Some musiciains worship The White Album or Back In Black but I’ve always wanted to make something that made people as happy as Wes’ Twelve Ways To Win People Over To Your Way of Thinking made me.
A few years later, after Wes’ career had taken him away from labels and into independence, I signed with Rocketown Records. I had already written the songs for my first album when I signed so the only hurdle to recording was agreeing on a producer. I told my label’s president I wanted Monroe Jones to produce. He was a little surprised that I would have such a strong opinion about a producer, having never recorded before and all. He asked me what I knew about Monroe. What I knew, I told him, was that he produced my favorite album. He laughed knowing what I didn’t know: Monroe had also produced almost every single CD Rocketown Records had ever released.
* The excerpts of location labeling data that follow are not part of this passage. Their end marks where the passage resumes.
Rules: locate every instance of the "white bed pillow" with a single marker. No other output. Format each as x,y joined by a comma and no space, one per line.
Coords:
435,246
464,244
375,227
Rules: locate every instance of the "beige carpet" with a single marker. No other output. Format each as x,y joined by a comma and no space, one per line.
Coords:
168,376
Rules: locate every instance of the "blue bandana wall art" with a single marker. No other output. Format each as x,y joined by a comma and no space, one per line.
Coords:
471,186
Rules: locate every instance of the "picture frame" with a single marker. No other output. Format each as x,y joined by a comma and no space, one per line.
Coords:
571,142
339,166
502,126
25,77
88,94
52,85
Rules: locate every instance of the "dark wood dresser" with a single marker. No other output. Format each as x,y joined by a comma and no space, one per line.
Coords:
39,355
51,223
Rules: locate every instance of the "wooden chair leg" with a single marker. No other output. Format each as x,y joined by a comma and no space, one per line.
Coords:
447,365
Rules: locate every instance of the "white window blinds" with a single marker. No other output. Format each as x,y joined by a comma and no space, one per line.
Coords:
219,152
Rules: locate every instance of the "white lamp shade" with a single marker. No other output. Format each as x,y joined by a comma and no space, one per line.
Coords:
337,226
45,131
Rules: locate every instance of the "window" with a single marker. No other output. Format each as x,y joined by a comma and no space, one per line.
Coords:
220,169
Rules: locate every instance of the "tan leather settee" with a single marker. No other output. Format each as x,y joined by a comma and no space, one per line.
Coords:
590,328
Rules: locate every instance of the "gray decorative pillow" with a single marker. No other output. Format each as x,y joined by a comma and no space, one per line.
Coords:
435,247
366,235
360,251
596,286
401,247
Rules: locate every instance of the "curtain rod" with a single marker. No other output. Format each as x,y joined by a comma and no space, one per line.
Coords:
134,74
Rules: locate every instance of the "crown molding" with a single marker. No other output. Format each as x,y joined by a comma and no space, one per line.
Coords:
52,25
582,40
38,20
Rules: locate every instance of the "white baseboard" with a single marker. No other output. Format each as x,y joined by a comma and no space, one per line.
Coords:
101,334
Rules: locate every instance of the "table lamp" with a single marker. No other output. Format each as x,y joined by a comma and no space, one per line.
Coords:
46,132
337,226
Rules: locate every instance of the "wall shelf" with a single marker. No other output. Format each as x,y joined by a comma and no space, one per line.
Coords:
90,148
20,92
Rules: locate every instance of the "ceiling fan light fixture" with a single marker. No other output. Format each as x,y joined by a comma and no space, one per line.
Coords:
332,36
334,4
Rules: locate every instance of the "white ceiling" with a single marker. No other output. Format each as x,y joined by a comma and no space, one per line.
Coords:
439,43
I’m a good lyricist – on days when I can write at all. I’m an OK piano player. I’m a terrible guitarist and a mediocre singer who’s always battling allergies and sickness and fatigue to even get through a recording. If you’ve ever heard a song of mine that you liked it was largely because Monroe Jones produced it and Shane Wilson and Jim Dineen mixed it (this was the case for my first two albums) or Richard Dodd took my production work and fixed it in the mixing process (this was the case for my third album). I owe a full calendar, a blog audience, money in the bank and literally thousands of kids’ lives to these men who’ve waved their magic wands and multiplied my talents.
You can watch that wand waving this week right here starting Thursday at around 10:30AM CST (“Around” is a big thing in Nashville). I’ll be broadcasting our recording session live.
Now, there won’t be a fancy shmancy studio full of studio musicians. It’ll just be me and Monroe and Jeff Roach, his favorite guy for keys. We’ll be “working” on a song called Kingdom Coming. I’ll have at least one camera, possibly two, in Monroe’s home studio. Warning: This isn’t that exciting, which is one reason I want you to see it. Basically, we’ll hang out and talk a lot. And at some point I’ll play the song on piano. Then Jeff and Monroe have some ideas about what to add to it. Then, another day, we’ll record drums and guitars and vocals and bagpipes. (Kidding. Maybe. Probably.)
So, come back here Thursday around 10:30AM CST or go to mogulus.com/sgtv to watch on a bigger screen.
shaunfan says:
Awesome Shaun!! I got to hear you sing “Kingdom Come” last month at PBU and it is a great new song!! With the title of your post, I thought you were going to say The Steve Miller Band was your musical influence. Fitting, I suppose. I could hear you covering “Fly Like An Eagle” or “Abracadabra”.
Kent Kingery says:
I hope you’ll be recording it for those of us who can’t be at the computer on Thursday. I’ve always been interested in seeing how other musicians approach the process, and I’m especially curious about your approach.
keith says:
While reading, I planned to comment, “That sounds exciting,” but then you pulled the rug out from under me.
boomama says:
You sang that song in Uganda, you know. It makes me all weepy when I hear it now. And have we ever talked about how happy Dan makes me? He makes me very happy.